Experimental Study of Water Infiltration in Unsaturated Horizontal Sand Columns under Various Air Confinement Conditions

Abstract EN

The process of water infiltration into initially dry sand was studied in horizontal sand columns under various airtight conditions.

To investigate the interrelations among water inflow behavior, air pressure, air confinement effect, and vent effectiveness in unsaturated porous media experiencing dynamic infiltration, a total of five dynamic infiltration experiments with fixed inlet water pressure were performed with different air vents open or closed along the column length.

Visualizations of the infiltration process were accompanied by measurements of water saturation, air pressure, and accumulated water inflow.

In a column system with an open end, the absence of air pressure buildup reveals that the vent at the column end can significantly reduce the internal air pressure effects during infiltration, and the air phase can be ignored for this case.

However, in columns with a tight end, the coupled air and water flow processes can be divided into two completely different periods.

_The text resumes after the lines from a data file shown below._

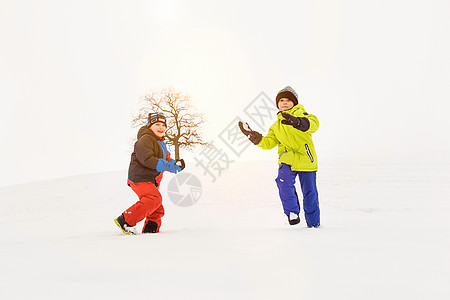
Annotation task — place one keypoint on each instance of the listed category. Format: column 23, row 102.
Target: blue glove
column 164, row 165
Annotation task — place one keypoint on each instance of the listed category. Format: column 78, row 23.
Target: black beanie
column 289, row 93
column 156, row 117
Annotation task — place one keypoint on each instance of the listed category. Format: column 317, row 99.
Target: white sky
column 375, row 73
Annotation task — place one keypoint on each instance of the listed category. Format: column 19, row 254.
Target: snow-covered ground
column 385, row 235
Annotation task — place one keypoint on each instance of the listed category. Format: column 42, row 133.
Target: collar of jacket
column 145, row 130
column 289, row 111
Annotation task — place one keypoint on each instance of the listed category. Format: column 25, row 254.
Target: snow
column 384, row 235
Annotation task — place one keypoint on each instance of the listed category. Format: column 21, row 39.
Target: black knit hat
column 289, row 93
column 156, row 117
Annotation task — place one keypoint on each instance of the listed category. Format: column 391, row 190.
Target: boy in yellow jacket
column 292, row 133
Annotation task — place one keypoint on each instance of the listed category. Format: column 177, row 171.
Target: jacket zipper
column 285, row 151
column 309, row 153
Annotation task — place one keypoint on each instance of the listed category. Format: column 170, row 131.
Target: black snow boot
column 126, row 228
column 293, row 218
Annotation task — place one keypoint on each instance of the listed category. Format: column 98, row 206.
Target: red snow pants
column 149, row 205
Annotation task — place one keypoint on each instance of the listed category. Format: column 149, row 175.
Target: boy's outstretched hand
column 253, row 136
column 298, row 123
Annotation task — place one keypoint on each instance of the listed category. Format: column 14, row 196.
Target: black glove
column 180, row 163
column 301, row 123
column 253, row 136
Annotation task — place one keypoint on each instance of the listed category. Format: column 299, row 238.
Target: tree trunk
column 177, row 150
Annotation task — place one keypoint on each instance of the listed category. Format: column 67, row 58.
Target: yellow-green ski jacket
column 295, row 147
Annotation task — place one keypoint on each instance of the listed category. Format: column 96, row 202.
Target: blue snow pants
column 289, row 198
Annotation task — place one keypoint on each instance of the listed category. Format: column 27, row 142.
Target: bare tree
column 183, row 120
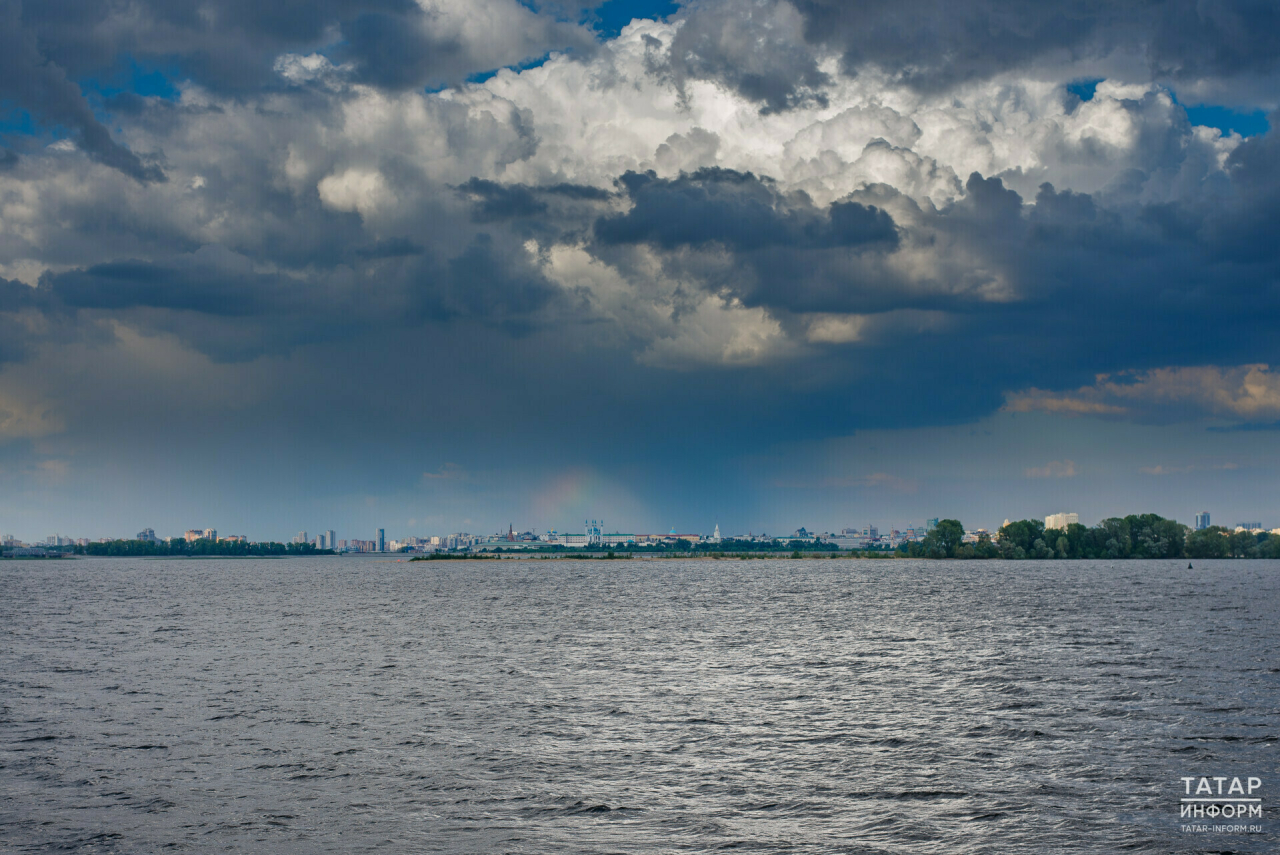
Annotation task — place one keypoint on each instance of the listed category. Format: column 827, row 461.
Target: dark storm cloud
column 50, row 47
column 215, row 300
column 933, row 45
column 231, row 45
column 32, row 82
column 753, row 47
column 740, row 211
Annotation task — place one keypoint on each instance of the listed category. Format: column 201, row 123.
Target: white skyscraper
column 1061, row 520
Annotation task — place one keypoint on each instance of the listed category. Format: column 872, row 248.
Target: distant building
column 1061, row 520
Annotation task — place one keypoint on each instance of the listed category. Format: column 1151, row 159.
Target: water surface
column 355, row 704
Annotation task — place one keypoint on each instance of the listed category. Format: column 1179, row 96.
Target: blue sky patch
column 1084, row 90
column 1247, row 124
column 613, row 15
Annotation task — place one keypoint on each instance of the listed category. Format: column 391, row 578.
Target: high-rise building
column 1061, row 520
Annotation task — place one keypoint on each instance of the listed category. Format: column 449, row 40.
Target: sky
column 453, row 265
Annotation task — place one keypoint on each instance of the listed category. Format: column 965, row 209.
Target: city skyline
column 327, row 539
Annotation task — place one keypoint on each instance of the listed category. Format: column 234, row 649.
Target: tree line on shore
column 1138, row 535
column 201, row 547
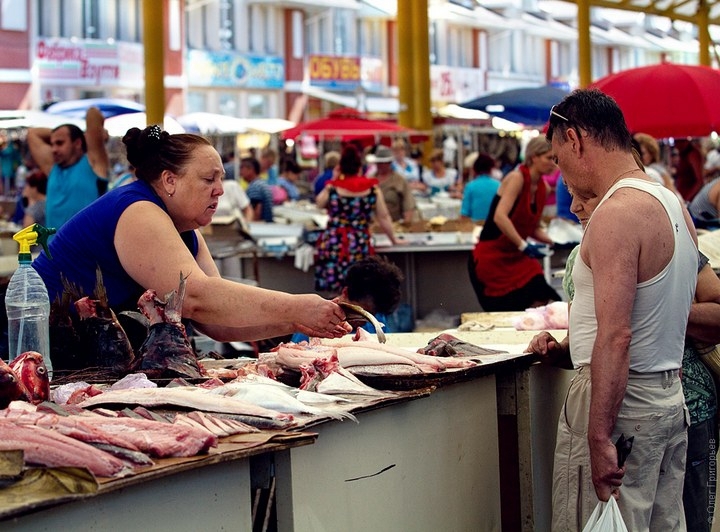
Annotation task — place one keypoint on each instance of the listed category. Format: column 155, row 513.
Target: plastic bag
column 606, row 518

Before the water front passed by the most distant open vent, the internal air pressure effects on retarding dynamic infiltration are negligible, similar to the open end case.

After this period, the open vents can certainly influence the inflow behavior by functioning as air outlets while they cannot equilibrate pore air pressure with the atmospheric pressure.

The remaining air ahead of the front will be gradually confined and compressed, and the significant increase in air pressure highlights the great role of air pressure buildup in reducing the water infiltration rate.

The closer the last open vent was to the water inlet, the higher was the increase in air pressure and the greater was the delaying effect on water infiltration.

This work may extend the experimental study of water infiltration into the unsaturated soils with different airtight conditions and provide experimental evidence on these coupled mechanisms among the water and air phases in soils.